Pas vraiment, mais il est toujours conseillé de regarder comment les développeurs précédent ont fait pour que le développement du module reste "dans l'esprit". Par exemple, si vous comptez noter l'activité avec un système d'évaluation élaboré, rassembler les notes dans une table {$CFG->prefix}{modulename}_assessment,  n'est pas une mauvaise idée. 

Le prochain article traitera de la constitution "standard" d'un module.

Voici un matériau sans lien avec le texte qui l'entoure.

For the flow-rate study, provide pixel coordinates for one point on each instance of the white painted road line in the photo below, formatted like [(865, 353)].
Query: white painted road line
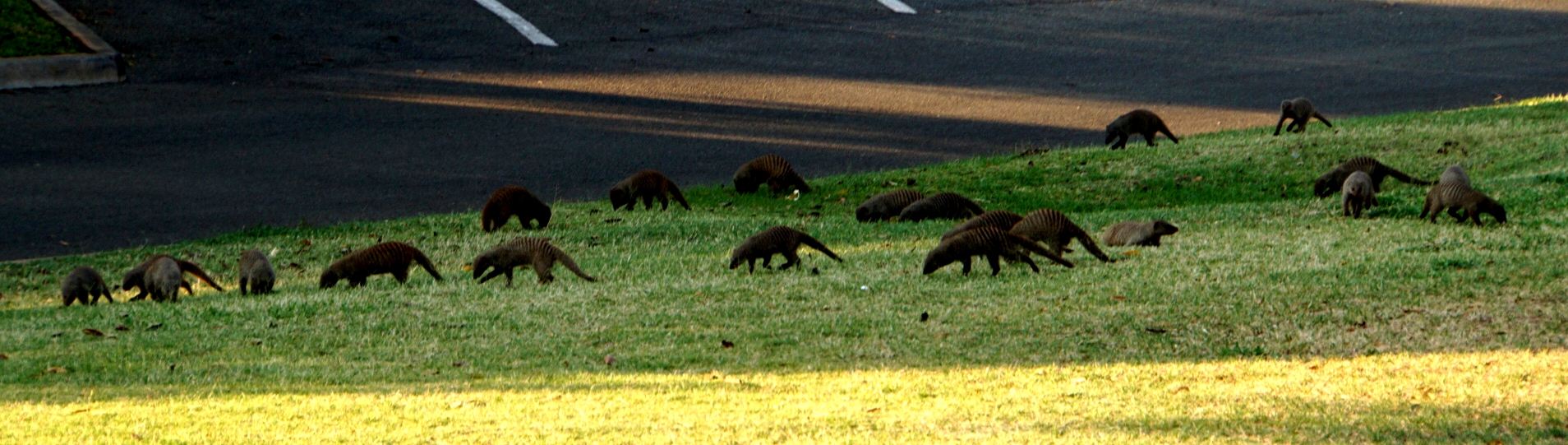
[(897, 7), (528, 30)]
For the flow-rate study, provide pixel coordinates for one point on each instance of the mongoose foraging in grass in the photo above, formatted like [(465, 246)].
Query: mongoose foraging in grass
[(537, 253), (886, 206), (775, 240), (647, 185), (941, 206), (1357, 195), (1298, 112), (989, 242), (509, 201), (1459, 197), (84, 282), (256, 273), (1137, 123), (1137, 232), (1335, 179), (1056, 230), (770, 169), (390, 257)]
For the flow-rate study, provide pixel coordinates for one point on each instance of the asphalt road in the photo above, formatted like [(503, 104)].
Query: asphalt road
[(242, 114)]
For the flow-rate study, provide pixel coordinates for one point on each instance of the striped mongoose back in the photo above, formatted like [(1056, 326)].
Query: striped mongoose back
[(256, 271), (537, 253), (1335, 178), (1464, 197), (989, 242), (1298, 112), (513, 201), (770, 169), (390, 257), (647, 185), (775, 240), (84, 282), (1137, 232), (1056, 230), (994, 218), (1137, 123), (941, 206), (886, 206)]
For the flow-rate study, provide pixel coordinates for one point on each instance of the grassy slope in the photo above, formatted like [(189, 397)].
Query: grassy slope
[(1280, 320)]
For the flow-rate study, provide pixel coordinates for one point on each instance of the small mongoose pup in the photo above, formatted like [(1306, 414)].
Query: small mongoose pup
[(1335, 178), (390, 257), (1056, 230), (647, 185), (994, 218), (1137, 232), (989, 242), (1137, 123), (1357, 195), (770, 169), (84, 282), (886, 206), (1298, 112), (941, 206), (775, 240), (513, 201), (537, 253), (256, 273), (1459, 197)]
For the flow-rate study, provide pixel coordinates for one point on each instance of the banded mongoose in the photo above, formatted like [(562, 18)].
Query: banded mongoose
[(510, 201), (1335, 178), (390, 257), (1357, 195), (1137, 123), (775, 240), (1137, 232), (1298, 112), (84, 282), (1460, 197), (989, 242), (647, 185), (770, 169), (941, 206), (1056, 230), (256, 271), (537, 253), (994, 218), (886, 206)]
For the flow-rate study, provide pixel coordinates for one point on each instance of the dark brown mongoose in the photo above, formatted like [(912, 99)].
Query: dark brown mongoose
[(647, 185), (537, 253), (886, 206), (994, 218), (1137, 232), (1468, 199), (84, 282), (1137, 123), (770, 169), (941, 206), (390, 257), (775, 240), (256, 273), (1056, 230), (1357, 195), (989, 242), (1298, 112), (1335, 178), (513, 201)]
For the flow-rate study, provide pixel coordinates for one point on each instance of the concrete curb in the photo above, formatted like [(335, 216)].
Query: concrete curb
[(101, 66)]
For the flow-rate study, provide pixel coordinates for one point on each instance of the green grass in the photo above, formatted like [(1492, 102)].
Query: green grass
[(27, 32), (1267, 318)]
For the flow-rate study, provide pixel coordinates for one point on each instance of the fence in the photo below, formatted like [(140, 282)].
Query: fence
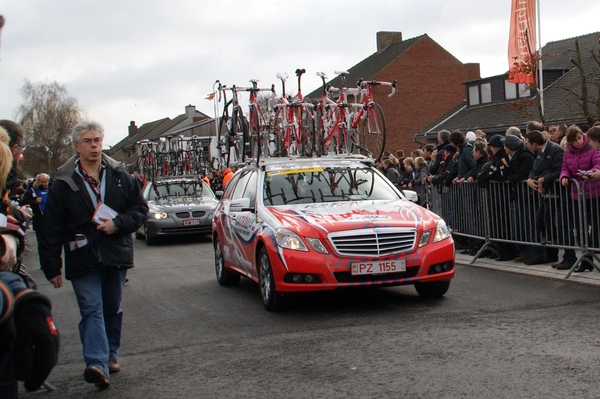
[(564, 218)]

2 ème Phase : La préparation du développement

Une fois qu'un module est bien ce que l'on cherche à réaliser, et avant de commencer à ouvrir le capot, on peut commencer par une étude du "modèle propre"  du module, c'est-à-dire, de sa modélisation fonctionnelle indépendante du contexte. Les méthodes sont multiples, mais le minimum à apporter est plus ou moins :

  • un modèle de classes (objet) ou un modèle d'entités relationnelles (tables) dans lesquelles on installe systématiquement une clé primaire comme une colonne nommée 'id', de type entier plus ou moins grand selon l'entité de donnée. On peut commencer par des INT ce qui est une garantie de taille suffisante dans la plupart des cas, et on pourra réduire après. Le modèle de classes (de type UML) n'est là que pour donner également la structure des tables. On pourra le cas échéans faire des classes PHP avec, mais ce type d'applicatif ne tire pas un avantage faramineux de la programmation objet (on verra plus tard qu'on peut utiliser une pseudo techniqe objet, dite "objets informels" ou "opportunistes" que PHP permet.
  • des scénarios d'usage de ces données, basés au moins sur 2 rôles minimum :
    • étudiant => if (!isteacher($course->id))
    • enseignant => if (isteacher($course->id))

C'est un modèle de départ très simpliste, auquel on ajoutera rapidement des altérations, par exemple lorsqu'il y a une stratégie de groupe.

  • des scénarios d'écrans, dans lesquels "ce qu'on aimerait voir" est maquetté. De ce visuel (on appelle ça une démarche "user-driven").

Pour ce qui est des scénarios, il existe plusieurs cas de figure :

  • Les modules à scénario séquentiel présentent un seul écran à la fois à l'utilisateur qui dépend de la phase de l'activité. Cette phase est gérée par rapport à un ensemble de champs datés dans l'enregistrement principal du module (discussion qui suivra sur le modèle de données d'un module). exemple typique : assignement (Devoir)
  • Les modules "pseudo-application" présentent une petite "web application" à l'intérieur du portail. On peut naviguer dans des écrans complexes via une barre d'onglets (super pratique à programmer, même pour une héirarchie à deux ou trois niveaux -- discussion à suivre sur ce pattern ). Exemple typique : les quizz, côté enseignant.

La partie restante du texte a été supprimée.